The treatment of patients with ICI-associated myocarditis has been largely based on expert consensus. It is not recommended to restart ICI therapy in patients with irAE-associated severe myocarditis (grade ≥ 3 toxicity) [48]. However, it is controversial whether ICI therapy should be restarted after the cardiotoxicity has resolved in patients with subclinical ICI-associated myocarditis. According to the American Society of Clinical Oncology guidelines, permanent cessation should occur in patients with grade 1 toxicity (abnormal cardiac biomarker testing including ECG) [49], while it has been proposed that some patients can have careful reinitiation of ICI therapy [50]. In our study, the treatment with sintilimab was discontinued, and the patient with subclinical myocarditis (grade 1 toxicity) was not rechallenged because of the elevated level of TnT. Several studies on ICI rechallenge have shown that it may have some clinical benefits for some patients. However, only a small number of patients who were treated with anti-PD-1 antibody were included in previous studies. Escudier et al. reported that ICIs were reintroduced in four patients without any recurrences [33]. Hasson et al. successfully demonstrated two patients diagnosed with low grade (I and II) who renewed therapy without recurrence and had improvement in their disease [50]. Another case series showed that two patients with subclinical myocarditis were reintroduced to immunotherapy following the normalization of cardiac parameters [47]. One of them discontinued ICI therapy because of troponin elevation [47]. The current studies have several limitations, including retrospective designs, small sample sizes, and selection bias. The reinitiation of ICI therapy in patients with subclinical irAE-associated myocarditis (grade 1–2) remains to be further investigated.

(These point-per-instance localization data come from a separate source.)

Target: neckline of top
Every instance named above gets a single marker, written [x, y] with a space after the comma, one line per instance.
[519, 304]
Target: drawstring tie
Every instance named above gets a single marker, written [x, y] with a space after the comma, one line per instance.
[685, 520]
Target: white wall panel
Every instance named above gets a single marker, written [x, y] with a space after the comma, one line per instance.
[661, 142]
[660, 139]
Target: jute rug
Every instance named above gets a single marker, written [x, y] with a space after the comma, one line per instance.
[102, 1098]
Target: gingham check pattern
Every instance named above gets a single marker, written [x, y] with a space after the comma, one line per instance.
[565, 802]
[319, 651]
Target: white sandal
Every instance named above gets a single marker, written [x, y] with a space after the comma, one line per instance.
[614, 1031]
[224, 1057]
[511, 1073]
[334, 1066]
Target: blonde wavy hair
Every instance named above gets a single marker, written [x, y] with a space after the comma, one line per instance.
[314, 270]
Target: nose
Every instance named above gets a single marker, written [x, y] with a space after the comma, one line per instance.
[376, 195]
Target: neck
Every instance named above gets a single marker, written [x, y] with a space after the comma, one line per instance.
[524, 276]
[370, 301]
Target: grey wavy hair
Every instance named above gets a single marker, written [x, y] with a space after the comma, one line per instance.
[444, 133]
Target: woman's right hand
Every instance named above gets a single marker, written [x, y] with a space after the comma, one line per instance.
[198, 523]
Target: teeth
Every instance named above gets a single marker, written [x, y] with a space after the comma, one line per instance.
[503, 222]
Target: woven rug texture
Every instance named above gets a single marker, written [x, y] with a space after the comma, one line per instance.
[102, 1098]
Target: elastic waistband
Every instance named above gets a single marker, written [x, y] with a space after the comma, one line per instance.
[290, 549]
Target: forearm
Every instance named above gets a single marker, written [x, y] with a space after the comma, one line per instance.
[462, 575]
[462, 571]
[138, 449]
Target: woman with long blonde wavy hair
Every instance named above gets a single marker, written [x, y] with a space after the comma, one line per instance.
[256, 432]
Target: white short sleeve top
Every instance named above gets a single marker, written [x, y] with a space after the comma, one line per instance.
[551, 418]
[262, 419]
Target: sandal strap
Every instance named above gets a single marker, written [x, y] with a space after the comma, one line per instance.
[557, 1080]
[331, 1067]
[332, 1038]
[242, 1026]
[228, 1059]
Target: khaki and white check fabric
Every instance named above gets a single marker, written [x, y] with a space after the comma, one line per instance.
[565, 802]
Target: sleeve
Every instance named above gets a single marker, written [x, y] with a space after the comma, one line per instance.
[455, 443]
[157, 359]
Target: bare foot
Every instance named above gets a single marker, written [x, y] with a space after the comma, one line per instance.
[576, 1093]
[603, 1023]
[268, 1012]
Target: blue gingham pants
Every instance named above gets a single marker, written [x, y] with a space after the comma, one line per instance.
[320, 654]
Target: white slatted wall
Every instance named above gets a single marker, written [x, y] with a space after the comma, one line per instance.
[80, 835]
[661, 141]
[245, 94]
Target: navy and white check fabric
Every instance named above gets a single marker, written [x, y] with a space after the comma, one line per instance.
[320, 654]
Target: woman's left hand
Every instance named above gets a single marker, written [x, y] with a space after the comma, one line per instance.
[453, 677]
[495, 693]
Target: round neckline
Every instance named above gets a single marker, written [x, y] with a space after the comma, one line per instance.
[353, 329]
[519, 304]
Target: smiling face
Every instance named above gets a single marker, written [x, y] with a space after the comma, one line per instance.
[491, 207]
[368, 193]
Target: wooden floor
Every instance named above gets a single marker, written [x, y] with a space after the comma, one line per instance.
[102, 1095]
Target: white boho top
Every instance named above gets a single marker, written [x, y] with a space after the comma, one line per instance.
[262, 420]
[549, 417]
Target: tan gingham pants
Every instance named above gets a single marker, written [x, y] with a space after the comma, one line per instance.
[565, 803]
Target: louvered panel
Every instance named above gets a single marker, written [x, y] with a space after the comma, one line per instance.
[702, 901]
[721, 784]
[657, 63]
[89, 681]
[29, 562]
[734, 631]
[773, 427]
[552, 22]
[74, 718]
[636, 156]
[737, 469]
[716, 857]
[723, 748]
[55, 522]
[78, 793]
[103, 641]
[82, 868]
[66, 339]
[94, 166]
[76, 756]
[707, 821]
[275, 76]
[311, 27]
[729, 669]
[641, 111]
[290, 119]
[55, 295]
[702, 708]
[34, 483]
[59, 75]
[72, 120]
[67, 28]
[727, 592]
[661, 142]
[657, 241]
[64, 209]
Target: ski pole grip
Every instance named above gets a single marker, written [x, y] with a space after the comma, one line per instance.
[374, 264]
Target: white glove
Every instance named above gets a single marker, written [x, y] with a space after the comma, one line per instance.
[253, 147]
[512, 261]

The patient was observed in the subclinical period when taking glucocorticoid treatment, so that the biomarkers of the heart were rapidly reduced. However, the patient had a slight elevation in troponin without symptoms or signs. Puzanov et al. and his colleagues recommend baseline (before ICI initiation) followed by weekly troponin monitoring. The significance of its association with myocarditis outcomes may be questioned in the absence of a randomized study [47]. Actually, major concerns exist about assessing troponin to detect asymptomatic myocarditis during irAE treatment [51]. The experience has come from only one case so far, and further studies about the precise diagnosis and treatment of subclinical ICI-associated myocarditis are necessary to guide clinical work.

We reported a case of asymptomatic myocarditis associated with the novel PD-1 inhibitor sintilimab. ICI-associated myocarditis is rare but fatal to patients, so it is essential to provide early preventive and therapeutic treatments. The irAE suggests that the baseline levels of cardiac parameters should be tested and closely monitored. In addition, the cautious reinitiation of ICI therapy in patients with subclinical irAE-associated myocarditis should be considered. Due to the rarity of ICI-associated myocarditis, more high-quality evidence is necessary to rely on in the future.